As I understood it, listening regularly would let the two sides of my brain work in tandem, instead of in the usual left, right, left, right way. Apparently, this CD would up my learning ability, creativity, mental clarity, memory skills, and self-awareness, along with (and most importantly for me at this point) allow me to take a daily deep-relaxation break from my prickly existence. I wondered, would it help me make embryos that turn into kids? This guy seems to think his supernatural tapes can help me do anything. Even better, thanks to a money-back guarantee, I could listen for a year and still get a refund if the mysterious Holosync sounds didn’t fix me.
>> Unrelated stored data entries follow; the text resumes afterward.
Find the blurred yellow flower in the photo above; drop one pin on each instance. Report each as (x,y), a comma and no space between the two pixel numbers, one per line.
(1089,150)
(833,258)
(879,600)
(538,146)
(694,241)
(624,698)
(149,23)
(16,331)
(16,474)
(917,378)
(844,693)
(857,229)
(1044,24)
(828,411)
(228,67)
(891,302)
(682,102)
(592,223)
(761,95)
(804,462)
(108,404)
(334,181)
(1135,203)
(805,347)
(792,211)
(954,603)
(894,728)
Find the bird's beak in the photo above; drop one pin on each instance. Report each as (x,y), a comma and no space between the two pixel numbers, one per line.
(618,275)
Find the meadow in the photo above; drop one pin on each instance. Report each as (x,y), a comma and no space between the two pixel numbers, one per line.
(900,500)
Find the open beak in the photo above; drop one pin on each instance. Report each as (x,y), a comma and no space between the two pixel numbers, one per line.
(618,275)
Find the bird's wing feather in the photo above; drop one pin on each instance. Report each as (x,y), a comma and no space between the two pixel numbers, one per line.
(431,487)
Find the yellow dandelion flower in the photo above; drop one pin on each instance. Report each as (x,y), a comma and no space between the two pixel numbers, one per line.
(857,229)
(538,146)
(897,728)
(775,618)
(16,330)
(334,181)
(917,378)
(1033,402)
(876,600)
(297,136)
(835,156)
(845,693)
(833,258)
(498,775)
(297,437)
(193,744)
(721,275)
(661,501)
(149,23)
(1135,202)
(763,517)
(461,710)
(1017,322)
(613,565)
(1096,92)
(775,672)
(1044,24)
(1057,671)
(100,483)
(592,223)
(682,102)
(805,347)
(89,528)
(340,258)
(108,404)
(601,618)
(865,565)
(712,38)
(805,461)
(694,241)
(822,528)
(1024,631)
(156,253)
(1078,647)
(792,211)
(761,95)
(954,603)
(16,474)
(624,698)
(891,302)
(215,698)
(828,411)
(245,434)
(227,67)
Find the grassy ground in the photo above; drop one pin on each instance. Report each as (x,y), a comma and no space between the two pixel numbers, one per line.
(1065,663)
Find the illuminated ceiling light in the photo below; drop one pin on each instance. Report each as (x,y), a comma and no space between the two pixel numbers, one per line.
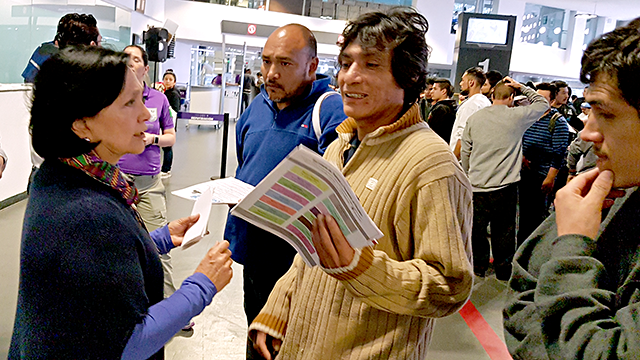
(586,16)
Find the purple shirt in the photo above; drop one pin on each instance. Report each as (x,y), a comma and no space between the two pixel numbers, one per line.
(148,163)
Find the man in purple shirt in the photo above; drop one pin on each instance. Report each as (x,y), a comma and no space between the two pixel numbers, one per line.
(144,168)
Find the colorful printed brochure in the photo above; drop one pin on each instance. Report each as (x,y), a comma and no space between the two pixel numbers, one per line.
(301,187)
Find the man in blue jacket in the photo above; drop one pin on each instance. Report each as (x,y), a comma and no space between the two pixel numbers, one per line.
(278,120)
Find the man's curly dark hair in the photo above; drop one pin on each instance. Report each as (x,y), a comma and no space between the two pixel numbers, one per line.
(616,55)
(402,31)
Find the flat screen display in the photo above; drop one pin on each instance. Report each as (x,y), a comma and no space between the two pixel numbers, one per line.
(487,31)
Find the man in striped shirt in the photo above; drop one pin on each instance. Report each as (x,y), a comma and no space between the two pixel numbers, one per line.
(545,148)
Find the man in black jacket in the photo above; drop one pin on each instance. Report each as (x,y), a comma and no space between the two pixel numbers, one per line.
(443,113)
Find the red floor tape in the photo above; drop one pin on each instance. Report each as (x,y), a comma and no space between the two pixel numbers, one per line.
(490,341)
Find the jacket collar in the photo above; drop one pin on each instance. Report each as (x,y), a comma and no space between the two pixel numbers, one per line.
(319,87)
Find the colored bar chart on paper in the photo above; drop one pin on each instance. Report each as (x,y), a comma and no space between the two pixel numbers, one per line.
(300,188)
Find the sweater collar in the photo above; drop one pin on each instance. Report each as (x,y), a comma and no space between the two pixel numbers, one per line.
(319,87)
(411,117)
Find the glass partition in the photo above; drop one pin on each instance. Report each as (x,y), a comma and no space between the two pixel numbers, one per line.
(24,25)
(544,25)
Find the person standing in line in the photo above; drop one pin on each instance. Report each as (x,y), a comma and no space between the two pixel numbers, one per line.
(248,83)
(544,147)
(173,96)
(471,86)
(144,169)
(73,29)
(3,161)
(492,158)
(575,288)
(426,102)
(493,77)
(276,121)
(380,302)
(443,113)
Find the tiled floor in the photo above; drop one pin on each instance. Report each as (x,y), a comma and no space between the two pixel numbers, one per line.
(220,330)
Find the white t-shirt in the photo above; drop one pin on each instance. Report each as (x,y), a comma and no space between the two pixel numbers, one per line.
(466,109)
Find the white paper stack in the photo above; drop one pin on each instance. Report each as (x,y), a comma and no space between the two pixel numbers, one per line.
(199,229)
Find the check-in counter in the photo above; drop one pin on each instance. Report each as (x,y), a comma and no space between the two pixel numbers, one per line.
(14,139)
(206,99)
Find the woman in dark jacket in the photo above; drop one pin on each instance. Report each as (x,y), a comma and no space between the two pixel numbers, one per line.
(90,275)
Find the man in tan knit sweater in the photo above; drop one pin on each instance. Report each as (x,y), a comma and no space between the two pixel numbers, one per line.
(380,302)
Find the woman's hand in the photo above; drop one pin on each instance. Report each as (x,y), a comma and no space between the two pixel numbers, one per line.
(261,345)
(177,228)
(216,265)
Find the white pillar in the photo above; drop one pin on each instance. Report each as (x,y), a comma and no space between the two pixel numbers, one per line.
(439,14)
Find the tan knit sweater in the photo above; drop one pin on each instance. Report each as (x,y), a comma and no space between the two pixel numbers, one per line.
(383,305)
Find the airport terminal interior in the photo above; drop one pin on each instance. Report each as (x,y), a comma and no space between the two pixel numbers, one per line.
(220,330)
(219,39)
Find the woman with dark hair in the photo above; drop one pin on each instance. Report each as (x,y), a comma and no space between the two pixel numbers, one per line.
(173,95)
(90,276)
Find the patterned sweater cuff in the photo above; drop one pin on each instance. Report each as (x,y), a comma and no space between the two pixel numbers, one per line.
(362,260)
(268,324)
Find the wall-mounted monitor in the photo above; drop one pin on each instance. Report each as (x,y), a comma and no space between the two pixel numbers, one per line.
(487,31)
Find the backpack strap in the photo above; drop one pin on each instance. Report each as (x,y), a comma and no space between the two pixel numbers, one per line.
(315,117)
(552,122)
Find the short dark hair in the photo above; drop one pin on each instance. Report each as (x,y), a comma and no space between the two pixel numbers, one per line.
(616,55)
(478,74)
(561,84)
(65,91)
(501,91)
(312,43)
(145,57)
(494,77)
(552,88)
(444,84)
(170,72)
(401,30)
(77,29)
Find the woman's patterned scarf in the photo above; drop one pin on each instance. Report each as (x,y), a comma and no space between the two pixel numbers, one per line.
(105,173)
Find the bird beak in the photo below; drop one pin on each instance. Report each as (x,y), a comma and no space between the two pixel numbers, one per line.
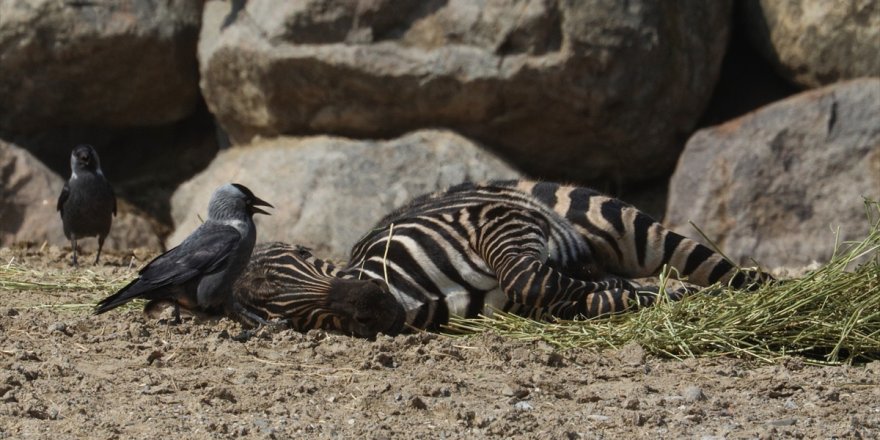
(259,202)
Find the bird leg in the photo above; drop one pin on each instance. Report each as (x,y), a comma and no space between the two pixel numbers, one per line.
(100,246)
(73,245)
(175,313)
(246,317)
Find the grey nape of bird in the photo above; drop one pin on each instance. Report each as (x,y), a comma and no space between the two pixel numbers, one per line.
(87,203)
(198,274)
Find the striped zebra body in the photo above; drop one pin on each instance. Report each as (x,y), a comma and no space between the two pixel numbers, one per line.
(537,249)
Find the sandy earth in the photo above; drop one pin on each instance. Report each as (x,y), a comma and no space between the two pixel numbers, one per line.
(67,374)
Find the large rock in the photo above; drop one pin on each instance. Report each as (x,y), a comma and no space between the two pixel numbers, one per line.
(776,184)
(328,191)
(817,42)
(107,63)
(567,90)
(28,200)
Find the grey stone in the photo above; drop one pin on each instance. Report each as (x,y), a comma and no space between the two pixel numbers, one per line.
(816,42)
(572,90)
(693,394)
(120,63)
(28,196)
(328,191)
(774,185)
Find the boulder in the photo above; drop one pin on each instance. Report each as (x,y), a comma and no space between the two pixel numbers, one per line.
(328,191)
(816,42)
(28,208)
(565,90)
(775,185)
(119,63)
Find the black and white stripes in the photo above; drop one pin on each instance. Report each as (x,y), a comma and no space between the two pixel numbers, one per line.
(538,249)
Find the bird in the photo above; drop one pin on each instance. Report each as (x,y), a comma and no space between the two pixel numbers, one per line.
(198,274)
(87,202)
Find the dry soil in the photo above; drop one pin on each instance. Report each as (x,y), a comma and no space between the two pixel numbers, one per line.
(65,373)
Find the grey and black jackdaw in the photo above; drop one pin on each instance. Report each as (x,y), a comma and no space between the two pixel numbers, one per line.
(198,274)
(87,203)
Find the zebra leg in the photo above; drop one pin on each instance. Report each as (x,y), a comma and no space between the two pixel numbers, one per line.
(514,247)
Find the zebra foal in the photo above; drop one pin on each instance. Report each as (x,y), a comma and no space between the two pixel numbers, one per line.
(537,249)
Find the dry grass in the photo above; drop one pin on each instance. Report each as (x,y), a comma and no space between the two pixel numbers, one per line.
(829,315)
(63,285)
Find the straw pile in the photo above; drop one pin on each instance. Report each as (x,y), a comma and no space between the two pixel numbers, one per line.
(829,315)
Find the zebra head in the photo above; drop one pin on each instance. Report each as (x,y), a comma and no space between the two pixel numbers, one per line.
(365,308)
(287,282)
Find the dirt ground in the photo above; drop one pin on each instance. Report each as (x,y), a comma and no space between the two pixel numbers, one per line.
(67,374)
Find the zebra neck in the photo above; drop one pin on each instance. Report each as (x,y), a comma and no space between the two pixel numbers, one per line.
(353,273)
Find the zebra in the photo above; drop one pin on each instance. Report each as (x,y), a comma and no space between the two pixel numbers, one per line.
(538,249)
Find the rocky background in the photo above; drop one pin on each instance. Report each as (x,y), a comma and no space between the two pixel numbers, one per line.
(761,117)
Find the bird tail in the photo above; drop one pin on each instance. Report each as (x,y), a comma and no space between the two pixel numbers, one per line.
(124,295)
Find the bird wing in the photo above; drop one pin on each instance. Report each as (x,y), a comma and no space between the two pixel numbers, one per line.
(206,250)
(65,192)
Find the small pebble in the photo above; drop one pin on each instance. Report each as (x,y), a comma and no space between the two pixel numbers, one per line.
(693,394)
(417,403)
(523,405)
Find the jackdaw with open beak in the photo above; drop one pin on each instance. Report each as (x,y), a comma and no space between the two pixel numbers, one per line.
(198,274)
(87,203)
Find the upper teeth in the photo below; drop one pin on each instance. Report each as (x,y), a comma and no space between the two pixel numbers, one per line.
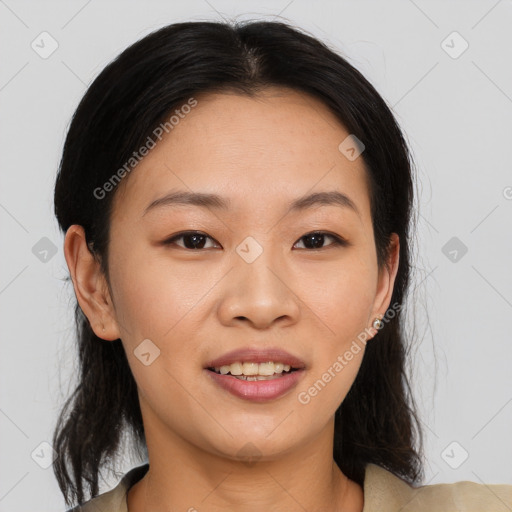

“In observing over 100,000 people using Holosync in 172 countries on six continents since 1985,” this Harris guy said, “We’ve noticed that dysfunctional feelings and behaviors…like anger, depression, anxiety, sadness, overeating, substance abuse, and a large number of others, fall away… .” As I’ve mentioned, I felt my fertility woes were in large part due to my constant worry and stress over whether or not I would ever pop out a kid. In any case, why wouldn’t I want to do something that could make me happier and smarter – and possibly even snuff my interest in those chips? (I doubt, however, the discs will convince me to clean the bathroom.) The final seven minutes of the demo consisted of rain and music only, no voices, facts, or figures infiltrating. As I listened, my clenched fists relaxed and my forehead began to feel Botoxed. When the sounds ended, they had been seven pretty damn good minutes.
Next morning, I went to the Centerpointe website, clicked “purchase” and authorized PayPal to transfer the $179 I owed for my first set of discs. Stick with me. I may not be as crazy as you think.
Carole Braden is a freelance writer based in New York City. She’s currently seeking her bliss on a three-month trip zig-zagging South Africa.